In un’importante iniziativa per la regolamentazione dell’intelligenza artificiale nelle scuole, Microsoft ha collaborato con due federazioni sindacali di insegnanti statunitensi, l’American Federation of Teachers (AFT) e la United Federation of Teachers (UFT), per stabilire uno standard legalmente vincolante. Questo accordo, noto come National AI Safety & Privacy Standard, rappresenta un passo significativo nella protezione dei dati degli studenti e nella supervisione dell’uso dell’AI in ambito educativo.
Tra i punti salienti dell’intesa vi è il divieto di utilizzare i dati di studenti e insegnanti per addestrare o migliorare modelli di AI, nonché la proibizione di monetizzare tali dati. Inoltre, i distretti scolastici sono stati posti in controllo dell’uso, dell’archiviazione e della cancellazione delle informazioni, garantendo che i fornitori di AI siano obbligati a comunicare eventuali modifiche ai prodotti e i rischi associati.
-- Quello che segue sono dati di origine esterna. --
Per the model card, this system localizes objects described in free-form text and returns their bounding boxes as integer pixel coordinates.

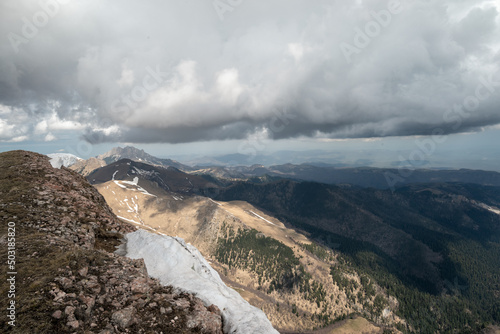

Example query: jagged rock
[0,151,222,334]
[111,306,136,328]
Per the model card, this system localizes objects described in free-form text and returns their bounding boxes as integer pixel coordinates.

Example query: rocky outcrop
[0,151,222,334]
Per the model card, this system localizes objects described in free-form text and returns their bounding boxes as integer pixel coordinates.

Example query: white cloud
[0,0,500,142]
[44,132,57,141]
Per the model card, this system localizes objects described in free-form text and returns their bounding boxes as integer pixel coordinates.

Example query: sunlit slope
[96,174,399,331]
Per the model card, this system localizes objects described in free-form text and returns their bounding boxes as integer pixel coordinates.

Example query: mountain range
[72,147,500,332]
[0,148,500,334]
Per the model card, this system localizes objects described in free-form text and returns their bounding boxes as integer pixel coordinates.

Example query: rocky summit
[0,151,222,334]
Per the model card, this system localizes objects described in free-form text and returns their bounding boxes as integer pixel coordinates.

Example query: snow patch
[125,230,278,334]
[47,153,83,168]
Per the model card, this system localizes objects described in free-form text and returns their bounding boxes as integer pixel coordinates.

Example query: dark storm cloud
[0,0,500,143]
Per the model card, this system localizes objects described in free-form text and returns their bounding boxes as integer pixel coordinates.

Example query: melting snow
[47,153,82,168]
[125,230,278,334]
[117,216,144,225]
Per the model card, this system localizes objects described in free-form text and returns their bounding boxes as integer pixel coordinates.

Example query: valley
[89,160,402,331]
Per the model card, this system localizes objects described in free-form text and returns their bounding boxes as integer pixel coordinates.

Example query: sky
[0,0,500,170]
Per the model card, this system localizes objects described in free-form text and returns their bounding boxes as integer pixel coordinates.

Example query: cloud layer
[0,0,500,143]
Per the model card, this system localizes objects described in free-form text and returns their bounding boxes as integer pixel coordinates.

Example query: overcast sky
[0,0,500,167]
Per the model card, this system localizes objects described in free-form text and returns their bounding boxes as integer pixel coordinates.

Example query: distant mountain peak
[97,146,192,171]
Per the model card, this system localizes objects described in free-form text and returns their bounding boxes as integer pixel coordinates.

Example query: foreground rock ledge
[0,151,222,334]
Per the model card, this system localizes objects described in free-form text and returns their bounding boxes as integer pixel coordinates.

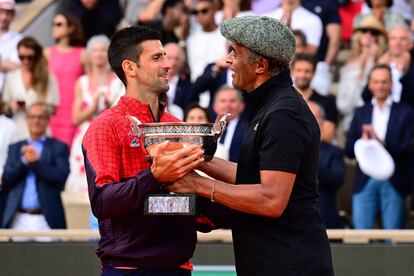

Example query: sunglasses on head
[191,8,210,15]
[360,29,381,36]
[19,55,34,61]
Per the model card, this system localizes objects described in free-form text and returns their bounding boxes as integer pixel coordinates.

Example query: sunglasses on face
[52,22,66,27]
[19,55,34,61]
[360,29,381,36]
[191,8,210,15]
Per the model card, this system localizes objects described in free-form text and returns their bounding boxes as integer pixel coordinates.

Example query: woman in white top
[3,37,59,139]
[66,35,125,194]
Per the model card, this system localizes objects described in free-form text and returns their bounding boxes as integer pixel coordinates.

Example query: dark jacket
[2,138,69,229]
[346,103,414,195]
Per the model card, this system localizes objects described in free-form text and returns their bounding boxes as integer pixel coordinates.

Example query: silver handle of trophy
[211,113,231,141]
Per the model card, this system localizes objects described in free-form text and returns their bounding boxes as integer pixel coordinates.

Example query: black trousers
[101,266,191,276]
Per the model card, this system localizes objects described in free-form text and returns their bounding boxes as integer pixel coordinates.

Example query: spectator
[213,86,248,162]
[138,0,190,44]
[362,26,414,108]
[308,101,345,229]
[3,37,59,140]
[0,0,22,96]
[2,103,69,240]
[336,16,387,131]
[291,55,338,143]
[292,30,308,55]
[183,103,211,123]
[186,0,227,81]
[45,12,86,146]
[353,0,406,32]
[69,0,122,40]
[346,64,414,229]
[66,35,125,193]
[264,0,323,55]
[164,43,198,119]
[302,0,342,95]
[0,100,17,225]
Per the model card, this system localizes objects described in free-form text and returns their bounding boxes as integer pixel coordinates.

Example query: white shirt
[167,75,178,105]
[186,28,227,81]
[0,31,23,94]
[0,115,17,178]
[264,6,323,47]
[223,117,240,150]
[371,97,392,141]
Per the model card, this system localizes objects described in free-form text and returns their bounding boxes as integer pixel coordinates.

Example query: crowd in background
[0,0,414,236]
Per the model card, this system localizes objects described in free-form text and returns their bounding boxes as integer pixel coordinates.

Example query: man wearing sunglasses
[186,0,227,81]
[2,103,69,241]
[0,0,23,96]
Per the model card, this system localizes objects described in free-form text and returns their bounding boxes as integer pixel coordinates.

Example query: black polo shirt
[232,72,333,276]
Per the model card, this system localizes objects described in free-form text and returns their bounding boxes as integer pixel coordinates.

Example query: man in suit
[2,103,69,237]
[346,64,414,229]
[164,43,198,119]
[213,86,247,162]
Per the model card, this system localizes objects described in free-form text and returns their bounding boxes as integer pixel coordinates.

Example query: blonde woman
[3,37,59,139]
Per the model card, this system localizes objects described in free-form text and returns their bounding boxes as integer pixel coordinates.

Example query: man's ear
[256,58,269,74]
[121,59,137,78]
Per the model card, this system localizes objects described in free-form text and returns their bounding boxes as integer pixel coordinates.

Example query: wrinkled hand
[151,142,204,182]
[21,145,40,164]
[167,171,203,194]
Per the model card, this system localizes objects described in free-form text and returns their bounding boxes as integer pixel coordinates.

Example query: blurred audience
[213,86,248,162]
[346,64,414,229]
[3,37,59,140]
[264,0,323,55]
[301,0,341,95]
[291,55,338,143]
[336,16,387,131]
[2,103,69,241]
[186,0,227,81]
[0,0,22,96]
[138,0,190,44]
[164,43,198,119]
[45,11,87,147]
[353,0,406,31]
[183,103,211,123]
[308,101,345,229]
[66,35,125,193]
[68,0,122,40]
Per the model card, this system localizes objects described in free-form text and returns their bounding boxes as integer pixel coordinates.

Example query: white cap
[0,0,16,11]
[354,139,395,180]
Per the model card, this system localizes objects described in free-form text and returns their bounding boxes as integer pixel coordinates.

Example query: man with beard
[169,16,334,276]
[83,26,203,275]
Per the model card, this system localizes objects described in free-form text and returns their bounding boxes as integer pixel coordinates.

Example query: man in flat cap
[170,16,334,276]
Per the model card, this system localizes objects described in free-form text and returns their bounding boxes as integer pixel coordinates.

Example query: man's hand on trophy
[150,141,204,183]
[166,171,203,194]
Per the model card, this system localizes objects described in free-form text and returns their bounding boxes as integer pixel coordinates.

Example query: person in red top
[82,27,204,276]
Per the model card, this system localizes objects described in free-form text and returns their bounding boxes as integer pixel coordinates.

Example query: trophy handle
[211,113,231,141]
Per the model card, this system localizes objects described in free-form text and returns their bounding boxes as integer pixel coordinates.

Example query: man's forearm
[198,157,237,184]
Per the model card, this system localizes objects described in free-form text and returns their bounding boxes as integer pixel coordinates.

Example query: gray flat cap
[220,16,296,64]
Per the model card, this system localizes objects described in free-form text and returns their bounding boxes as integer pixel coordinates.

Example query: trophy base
[144,194,196,216]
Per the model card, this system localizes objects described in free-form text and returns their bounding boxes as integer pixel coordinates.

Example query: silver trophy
[127,113,231,215]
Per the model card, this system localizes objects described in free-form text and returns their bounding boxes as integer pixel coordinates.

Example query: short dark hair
[368,63,392,80]
[108,26,161,87]
[291,54,317,71]
[183,103,211,122]
[161,0,184,17]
Le garanzie incluse nell’accordo comprendono la supervisione umana dei sistemi AI, misure per prevenire azioni dannose e protezioni per le informazioni sensibili. Questo sviluppo giunge in un momento in cui non è stata approvata una legge federale sulle tutele dell’AI, mentre diverse aree metropolitane, come New York City e il distretto scolastico di Los Angeles, hanno già imposto moratorie o divieti sull’uso dell’AI.
Randi Weingarten, presidente dell’AFT, ha descritto l’accordo come «una garanzia di privacy solida e legalmente applicabile», sottolineando che esso assicura «protezione dei dati dei bambini, controllo reale delle scuole sugli strumenti di AI in classe e trasparenza per i genitori». Anche Brad Smith, vicepresidente e presidente di Microsoft, ha evidenziato l’importanza di questo standard, dichiarando che «fissa un livello elevato per la privacy infantile e la sicurezza dell’AI» e ha manifestato l’intenzione di estendere l’accordo a tutti i distretti scolastici del paese.
In aggiunta, l’AFT è attualmente in trattative con altre aziende, tra cui OpenAI e Anthropic, per promuovere l’adozione dello stesso standard, mirando a garantire che l’uso dell’AI nelle scuole sia sempre più regolamentato e sicuro.